More than 30 people believed dead at Japanese volcano


The bodies of more than 30 people believed to be dead have reportedly been discovered near the summit of an erupting volcano in central Japan. 
A police official from Nagano prefecture told the Associated Press that the victims were not breathing and their hearts had stopped, which is the the customary way for Japanese authorities to describe a body until police doctors can examine it. The official added that the exact location where the bodies were found and the identities of the victims were not immediately known. He spoke on condition of anonymity because he wasn't authorized to speak publicly.
Nagano prefecture posted on its website that about 30 people had "heart and lung failure."  Keita Ushimaru, an official in nearby Kiso town, said that Nagano crisis management officials had informed local authorities that at least four people with heart and lung failure were being brought down to the town, and that there were others in the same condition. The journey was expected to take about three hours.
Mount Ontake in central Japan erupted shortly before noon local time Saturday, spewing large white plumes of gas and ash high into the sky and blanketing the surrounding area in ash. About 250 people were initially trapped on the slopes, but most made their way down by Saturday night.

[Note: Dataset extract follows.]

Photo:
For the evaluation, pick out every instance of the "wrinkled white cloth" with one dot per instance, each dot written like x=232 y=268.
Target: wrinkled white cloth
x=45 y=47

Volcanic eruptions without warning are rare in Japan, which monitors seismic activity closely. Typically, any volcanic mountains that show signs of activity are closed to hikers, but that did not appear to have happened this time. The BBC reported that Mount Ontake is a popular place to view autumn foliage. 
Earlier Sunday, military helicopters had plucked seven people from the mountainside Sunday. Japan's Fire and Disaster Management Agency said that 45 people had been reported missing and at least 34 climbers had been injured. The tally was lower than reported by local officials earlier, but the disaster agency warned that the numbers could still change.
Japanese television footage showed a soldier descending from a helicopter to an ash-covered slope, helping latch on a man and then the two of them being pulled up.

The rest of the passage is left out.